The General Manager of NPA Dr. Zubairu Kalokoh yesterday told the Parliamentary Public Accounts Committee that Le 94 billion has been projected for 2009.
He was asked to explain mechanisms put in place to prevent further loss and to explain reasons for the Le 15.3billion loss incurred by the Authority in 2005.
Dr. Kalokoh told the committee that he has taken 15 months on his job at NPA and confessed that those things were bad at NPA from 2001 unto 2007.
The reasons he stated was that the generation of electricity supply went down as the plant at Kingtom station which was built in 1960 was not properly functioning and the transmission lines had outlived its purposes.
He thus stated that he inherited tremendous backlog salaries and debts running into billions of Leones but that backlog salaries have been paid and the dignity and respect of the workers restored.
Dr. Kalokoh disclosed further that the Le 20 billion debt owed to NASSIT, NRA and general suppliers have also been paid.
Speaking about the way forward, he said in 2006, electricity sales was Le19.7 billion but dropped in 2007 to Le 15.4billion and that sales jumped in 2008 to Le 74billion.
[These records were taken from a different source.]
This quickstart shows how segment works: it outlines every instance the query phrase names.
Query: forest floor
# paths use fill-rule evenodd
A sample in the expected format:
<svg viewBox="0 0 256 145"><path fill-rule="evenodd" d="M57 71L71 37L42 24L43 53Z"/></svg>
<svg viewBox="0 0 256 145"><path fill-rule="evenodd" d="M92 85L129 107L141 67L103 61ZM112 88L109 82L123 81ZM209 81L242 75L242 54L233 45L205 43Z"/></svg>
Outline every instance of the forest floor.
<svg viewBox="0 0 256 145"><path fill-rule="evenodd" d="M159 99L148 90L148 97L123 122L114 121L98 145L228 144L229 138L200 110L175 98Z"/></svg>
He however stated that after the transmission lines were repaired and increased from January to May this year, the sales of electricity was Le3.9billion and projections at the end of the year will be Le94 billion.
The NPA General Manager explained the development strides presently being undertaken by NPA in the areas of improved networks, installation of a $24M machine at Kingtom Power Station, a sub station in Regent and the Arabs providing 16 megawatts for Black hall Road Power Station.
NPA is being questioned over a recorded loss of Le15.3billion in 2005. The Auditor General’s report on the accounts of Sierra Leone for 2006 indicates that the loss incurred by NPA was due to technical and line losses of electricity, huge exchange losses, and interest charged on foreign currency borrowing.